Each round will require the applicants to produce one latte that will then be uploaded to a poll for the membership to vote on. For each round, there will be a 'magic word' which must appear in the submitted picture. You will have 30 minutes from the start of the round to upload the picture of your pride and joy. Each heat will have a monitor who will create the magic word, keep track of time and close the heat at the end of 30 minutes. For most rounds, there will be just two entrants but, in the first round, it might be necessary to have three to bring the numbers in line with a conventional knockout formula.

Hopefully, there will be a little prize for the winner.

*
enter your forum signature here:*

1.

2.

3.

4.

5.

6.

7.

8.

9.

10.

11.

12.

13.

14.

15.

16.


----------



## jeebsy (May 5, 2013)

Am I a pro?


----------



## anton78 (Oct 12, 2014)

1) anton78


----------



## NickdeBug (Jan 18, 2015)

Don't forget the televised FIFA style draw Patrick.

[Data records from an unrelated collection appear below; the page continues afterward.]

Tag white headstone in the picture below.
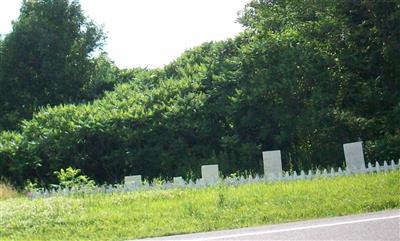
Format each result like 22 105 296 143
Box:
124 175 142 186
263 150 282 179
201 165 219 184
174 177 185 187
343 141 365 172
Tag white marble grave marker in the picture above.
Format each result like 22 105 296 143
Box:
124 175 142 186
201 165 219 184
343 141 365 172
263 150 282 180
174 177 185 187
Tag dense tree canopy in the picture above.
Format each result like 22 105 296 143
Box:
0 0 400 186
0 0 104 130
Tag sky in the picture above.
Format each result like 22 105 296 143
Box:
0 0 249 68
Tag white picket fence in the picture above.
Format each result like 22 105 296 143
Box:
29 159 400 198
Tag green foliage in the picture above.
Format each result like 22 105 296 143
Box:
0 0 104 130
54 167 95 188
0 171 400 241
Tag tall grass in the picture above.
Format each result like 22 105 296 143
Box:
0 171 400 241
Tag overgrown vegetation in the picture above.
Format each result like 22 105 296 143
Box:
0 171 400 241
0 0 400 185
0 182 18 201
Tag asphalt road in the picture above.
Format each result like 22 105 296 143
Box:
134 209 400 241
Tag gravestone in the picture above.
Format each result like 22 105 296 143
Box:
263 150 282 180
201 165 219 184
174 177 185 187
343 141 365 172
124 175 142 186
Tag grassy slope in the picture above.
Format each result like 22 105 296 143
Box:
0 171 400 241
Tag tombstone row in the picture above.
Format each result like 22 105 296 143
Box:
124 141 394 186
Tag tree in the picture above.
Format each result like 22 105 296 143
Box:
0 0 104 129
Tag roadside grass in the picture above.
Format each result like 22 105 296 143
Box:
0 171 400 241
0 182 18 201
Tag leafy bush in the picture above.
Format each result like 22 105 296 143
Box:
54 167 95 188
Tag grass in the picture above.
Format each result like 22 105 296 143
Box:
0 171 400 241
0 183 18 201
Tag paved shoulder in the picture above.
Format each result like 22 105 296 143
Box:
134 209 400 241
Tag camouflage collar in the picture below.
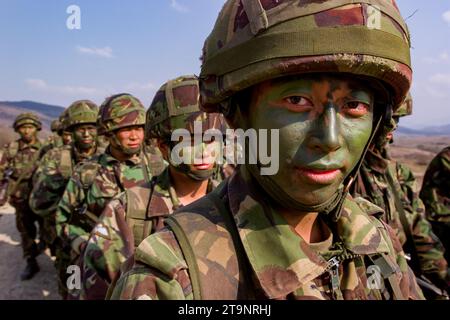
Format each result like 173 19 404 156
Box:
103 146 144 165
364 149 388 174
228 172 389 298
18 139 42 150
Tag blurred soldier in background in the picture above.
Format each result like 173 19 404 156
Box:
30 100 99 297
0 113 45 280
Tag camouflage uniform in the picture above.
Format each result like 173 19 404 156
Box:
80 76 224 299
56 94 162 298
0 113 44 279
354 94 448 298
356 151 448 296
420 147 450 261
29 100 101 298
112 0 422 299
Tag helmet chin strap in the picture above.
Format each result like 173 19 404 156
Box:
167 144 216 181
245 111 383 222
111 134 142 156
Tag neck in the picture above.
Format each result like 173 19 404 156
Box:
278 208 329 243
110 145 139 162
78 145 97 156
169 166 209 206
22 137 37 144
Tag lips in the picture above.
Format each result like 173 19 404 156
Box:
296 168 341 184
194 163 213 170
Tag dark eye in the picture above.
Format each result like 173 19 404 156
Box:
343 101 370 117
286 96 312 107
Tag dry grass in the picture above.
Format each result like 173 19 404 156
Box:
390 135 450 188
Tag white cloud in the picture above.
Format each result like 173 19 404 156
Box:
25 78 102 95
125 82 157 91
77 46 114 58
170 0 189 13
430 73 450 88
423 51 450 64
442 10 450 25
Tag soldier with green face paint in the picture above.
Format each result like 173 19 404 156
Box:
57 94 162 298
80 76 225 299
352 94 448 299
112 0 423 300
420 147 450 274
29 100 100 297
0 113 44 280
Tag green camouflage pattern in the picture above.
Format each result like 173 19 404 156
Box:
355 151 448 287
13 112 42 131
112 166 423 300
392 92 413 120
420 147 450 264
29 144 100 297
145 75 225 141
0 139 43 258
62 100 98 131
97 94 145 134
200 0 412 112
50 119 61 132
80 168 218 300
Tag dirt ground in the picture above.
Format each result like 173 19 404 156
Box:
0 132 450 300
0 205 60 300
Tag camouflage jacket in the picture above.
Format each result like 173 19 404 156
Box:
420 147 450 227
56 147 159 253
112 167 423 300
80 168 218 300
356 151 448 281
29 145 98 217
0 139 42 201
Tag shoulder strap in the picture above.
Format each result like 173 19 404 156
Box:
125 177 156 248
8 141 19 158
385 168 422 275
165 184 254 300
60 149 72 179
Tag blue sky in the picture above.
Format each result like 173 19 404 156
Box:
0 0 450 128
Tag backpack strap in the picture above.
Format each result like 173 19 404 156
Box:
8 141 19 158
165 183 255 300
60 149 73 179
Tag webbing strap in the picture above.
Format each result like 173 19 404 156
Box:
165 217 202 300
59 149 72 179
202 26 411 75
385 168 422 275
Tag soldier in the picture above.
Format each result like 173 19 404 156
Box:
30 100 100 297
352 95 448 299
420 147 450 261
57 93 162 298
0 113 44 280
112 0 423 299
81 76 225 299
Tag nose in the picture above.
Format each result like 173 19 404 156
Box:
309 103 341 153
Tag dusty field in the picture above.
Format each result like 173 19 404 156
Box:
0 136 450 299
0 206 59 300
390 135 450 188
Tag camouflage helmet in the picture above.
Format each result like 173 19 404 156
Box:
145 75 225 140
392 93 413 118
50 119 61 132
62 100 98 131
97 93 145 134
13 112 42 131
200 0 412 112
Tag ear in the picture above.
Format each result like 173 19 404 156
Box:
156 139 169 161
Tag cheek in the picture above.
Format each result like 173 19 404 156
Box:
341 116 373 162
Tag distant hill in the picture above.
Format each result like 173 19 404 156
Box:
0 101 64 130
397 124 450 136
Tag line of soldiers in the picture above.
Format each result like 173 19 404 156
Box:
0 0 450 300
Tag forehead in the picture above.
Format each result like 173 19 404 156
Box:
261 73 374 92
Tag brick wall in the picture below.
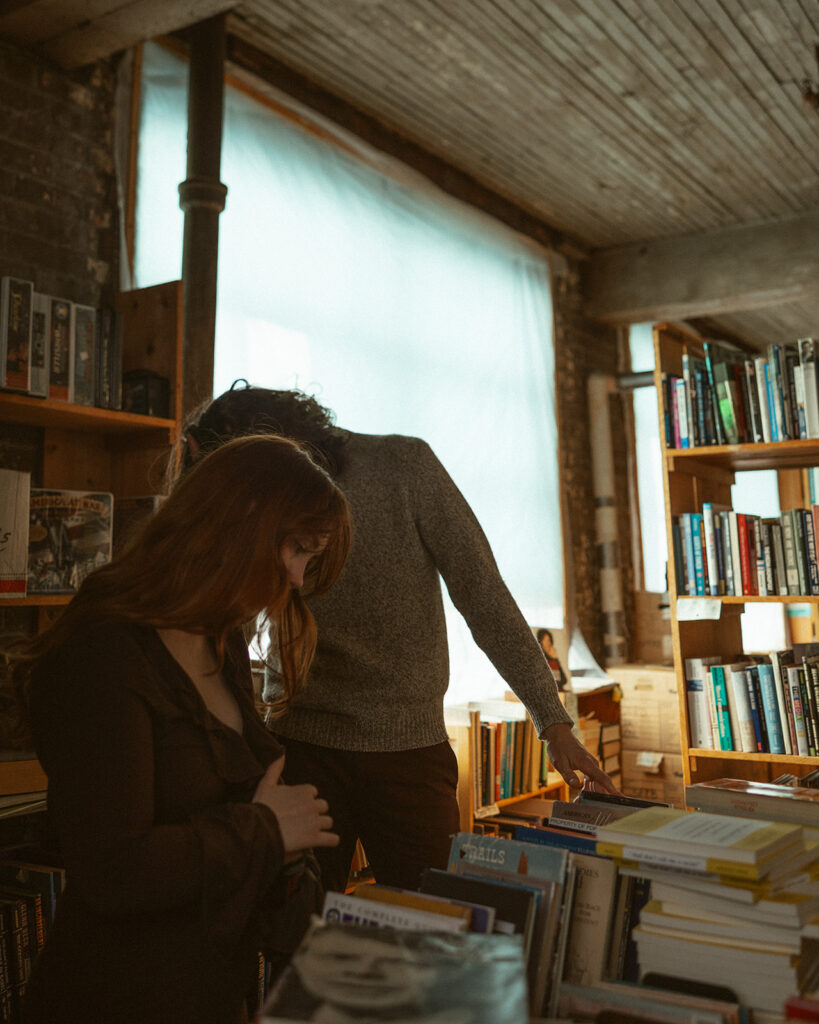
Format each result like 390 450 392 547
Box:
554 263 634 666
0 41 117 305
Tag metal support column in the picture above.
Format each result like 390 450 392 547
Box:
179 14 227 417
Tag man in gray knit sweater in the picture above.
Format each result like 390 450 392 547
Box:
185 387 616 891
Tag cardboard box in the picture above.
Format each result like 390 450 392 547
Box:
621 751 685 807
606 665 681 755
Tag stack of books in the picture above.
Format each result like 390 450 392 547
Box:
672 502 819 597
597 807 819 1014
685 643 819 757
662 338 819 449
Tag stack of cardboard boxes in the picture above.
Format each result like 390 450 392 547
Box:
606 665 685 807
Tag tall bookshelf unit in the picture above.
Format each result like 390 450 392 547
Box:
654 324 819 784
0 281 182 796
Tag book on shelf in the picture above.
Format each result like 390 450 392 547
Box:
597 807 803 880
321 892 469 932
48 296 74 401
29 292 51 398
685 778 819 827
0 276 34 392
94 306 122 409
257 921 527 1024
0 469 31 599
28 487 114 594
72 302 96 406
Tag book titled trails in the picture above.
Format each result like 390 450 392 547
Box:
597 807 803 880
28 487 114 594
448 833 572 1015
259 922 527 1024
0 469 31 599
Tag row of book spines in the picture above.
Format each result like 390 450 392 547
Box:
672 502 819 597
662 338 819 449
476 718 548 806
0 887 46 1021
686 651 819 757
0 278 122 410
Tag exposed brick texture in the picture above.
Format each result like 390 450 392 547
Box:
0 41 117 305
554 263 634 666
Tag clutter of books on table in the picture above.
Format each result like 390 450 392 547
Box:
244 779 819 1024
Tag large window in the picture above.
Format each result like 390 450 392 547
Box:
135 45 563 701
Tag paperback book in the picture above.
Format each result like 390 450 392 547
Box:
258 922 527 1024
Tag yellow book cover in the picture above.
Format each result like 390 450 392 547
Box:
597 807 803 878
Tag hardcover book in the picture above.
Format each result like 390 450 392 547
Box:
48 298 74 401
29 292 51 398
685 778 819 827
94 308 122 409
0 278 34 391
0 469 32 599
73 302 96 406
28 488 114 594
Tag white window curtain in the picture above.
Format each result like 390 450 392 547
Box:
135 45 563 702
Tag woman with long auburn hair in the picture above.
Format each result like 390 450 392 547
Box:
10 435 350 1024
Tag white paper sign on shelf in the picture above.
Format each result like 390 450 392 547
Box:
677 597 723 623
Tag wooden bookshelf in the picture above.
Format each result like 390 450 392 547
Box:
654 325 819 784
0 281 182 795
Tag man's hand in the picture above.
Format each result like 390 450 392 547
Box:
544 722 619 796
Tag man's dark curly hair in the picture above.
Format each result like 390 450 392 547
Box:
178 379 347 476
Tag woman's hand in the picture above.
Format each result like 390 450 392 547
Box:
253 754 339 860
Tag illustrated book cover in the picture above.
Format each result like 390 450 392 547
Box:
28 487 114 594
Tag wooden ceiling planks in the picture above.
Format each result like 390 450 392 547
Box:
0 0 819 339
228 0 816 247
225 0 819 344
0 0 235 68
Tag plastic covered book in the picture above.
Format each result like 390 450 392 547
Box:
258 922 527 1024
28 487 114 594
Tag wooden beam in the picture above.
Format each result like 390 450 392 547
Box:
0 0 236 69
221 34 589 258
583 210 819 324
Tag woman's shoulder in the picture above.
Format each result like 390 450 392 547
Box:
32 622 155 690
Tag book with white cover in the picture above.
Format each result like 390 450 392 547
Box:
321 892 469 932
597 807 803 879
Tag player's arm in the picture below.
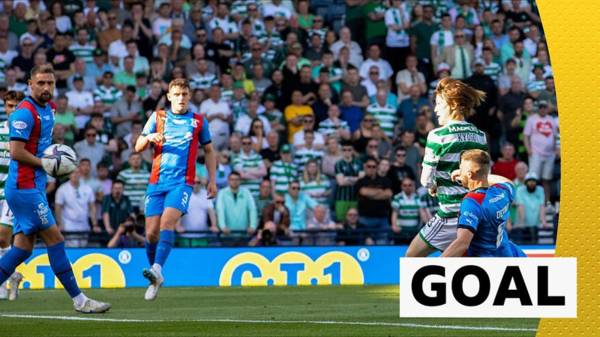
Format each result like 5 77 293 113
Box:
135 112 164 152
10 140 42 167
442 228 474 257
54 201 63 232
442 198 481 257
199 118 217 199
488 174 512 186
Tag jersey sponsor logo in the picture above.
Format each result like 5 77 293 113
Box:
496 204 510 219
181 192 190 207
12 121 27 130
448 125 477 132
490 194 504 204
219 251 364 286
35 202 50 225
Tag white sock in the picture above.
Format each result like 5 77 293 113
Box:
73 292 88 307
152 263 162 275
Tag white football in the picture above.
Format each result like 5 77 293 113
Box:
44 144 78 178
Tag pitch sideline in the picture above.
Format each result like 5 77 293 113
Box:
0 314 537 332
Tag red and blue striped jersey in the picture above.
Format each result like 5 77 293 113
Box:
142 110 211 186
6 97 56 193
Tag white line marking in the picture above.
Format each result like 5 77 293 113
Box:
0 314 537 332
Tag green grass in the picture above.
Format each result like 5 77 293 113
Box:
0 286 538 337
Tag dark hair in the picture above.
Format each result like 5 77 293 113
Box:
169 78 190 90
2 90 25 102
29 63 55 78
113 178 125 186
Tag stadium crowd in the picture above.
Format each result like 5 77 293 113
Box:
0 0 560 247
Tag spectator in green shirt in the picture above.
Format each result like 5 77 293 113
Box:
363 0 387 46
54 95 77 146
115 55 136 90
102 180 134 235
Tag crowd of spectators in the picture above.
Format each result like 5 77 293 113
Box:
0 0 560 247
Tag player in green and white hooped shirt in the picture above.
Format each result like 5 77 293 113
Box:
233 136 267 198
406 77 487 257
270 144 298 194
0 90 25 301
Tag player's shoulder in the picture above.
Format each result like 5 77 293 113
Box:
463 191 487 206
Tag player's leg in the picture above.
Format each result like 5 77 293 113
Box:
0 205 23 301
145 215 160 266
405 215 444 257
0 233 35 300
144 187 165 266
39 224 111 313
154 185 192 268
142 187 166 301
144 185 192 300
0 223 12 300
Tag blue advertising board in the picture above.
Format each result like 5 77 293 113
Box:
17 246 554 289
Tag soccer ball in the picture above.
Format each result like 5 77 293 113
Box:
43 144 77 178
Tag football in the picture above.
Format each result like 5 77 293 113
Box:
42 144 77 178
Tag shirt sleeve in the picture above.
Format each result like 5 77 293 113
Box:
54 186 65 206
498 182 515 203
200 117 211 145
102 195 110 214
458 198 481 233
8 109 35 142
142 111 156 136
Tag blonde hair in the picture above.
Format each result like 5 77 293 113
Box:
460 149 491 179
435 77 485 120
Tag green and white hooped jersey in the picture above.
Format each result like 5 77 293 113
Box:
367 103 398 139
421 121 488 218
392 192 421 227
0 121 10 200
233 152 264 198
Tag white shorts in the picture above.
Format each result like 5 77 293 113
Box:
419 214 458 251
0 199 14 228
529 154 556 180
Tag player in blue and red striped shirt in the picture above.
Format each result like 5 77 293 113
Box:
442 150 526 257
135 79 217 300
0 65 110 313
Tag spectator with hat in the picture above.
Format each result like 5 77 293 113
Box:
523 101 558 200
513 171 548 242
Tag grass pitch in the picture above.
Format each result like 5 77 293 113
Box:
0 286 538 337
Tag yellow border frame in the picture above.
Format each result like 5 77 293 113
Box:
537 0 600 337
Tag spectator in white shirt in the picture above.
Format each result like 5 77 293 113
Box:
65 76 94 129
263 0 293 20
54 169 101 247
329 27 363 67
200 85 232 151
360 44 394 80
108 24 133 66
396 55 427 102
178 176 219 238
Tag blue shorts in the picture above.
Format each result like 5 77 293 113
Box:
144 184 192 217
5 189 56 235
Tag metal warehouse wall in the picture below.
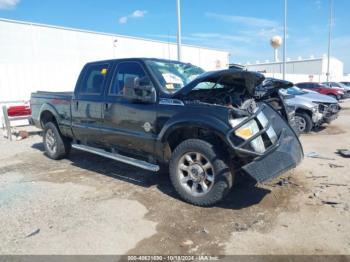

(and by "FIFA-style" I don't mean open to bribes to avoid certain participants in early stages)


----------



## Drewster (Dec 1, 2013)

jeebsy said:


> Am I a pro?


Not if you do it blindfold!


----------



## Mrboots2u (May 10, 2013)

jeebsy said:


> Am I a pro?


At what - night time stories for dockers?


----------



## jeebsy (May 5, 2013)

Mrboots2u said:


> At what - night time stories for dockers?


Shut it Captain Haddock


----------



## coffeechap (Apr 5, 2012)

jeebsy said:


> Am I a pro?


Thought you were cath


----------



## Mrboots2u (May 10, 2013)

1. Anton78

2. Jeebsy ( the dockers friend )

3. Mrboots2u ( captain Haddock )


----------



## Mrboots2u (May 10, 2013)

I demand the draw is fixed so i face the Heenan


----------



## coffeechap (Apr 5, 2012)

Booooooooooots


----------



## Ramrod (Feb 9, 2016)

http://i.imgur.com/C5gPjEI.gifv


----------



## The Systemic Kid (Nov 23, 2012)

Mrboots2u said:


> I demand the draw is fixed so i face the Heenan


Beware of what you wish for.


----------



## Daren (Jan 16, 2012)

coffeechap said:


> Booooooooooots


Chaaaaaaaaap


----------



## hotmetal (Oct 31, 2013)

Think I'll watch from the sidelines!


----------



## anton78 (Oct 12, 2014)

hotmetal said:


> Think I'll watch from the sidelines!


I think anyone posting in the free pour Friday thread has to play?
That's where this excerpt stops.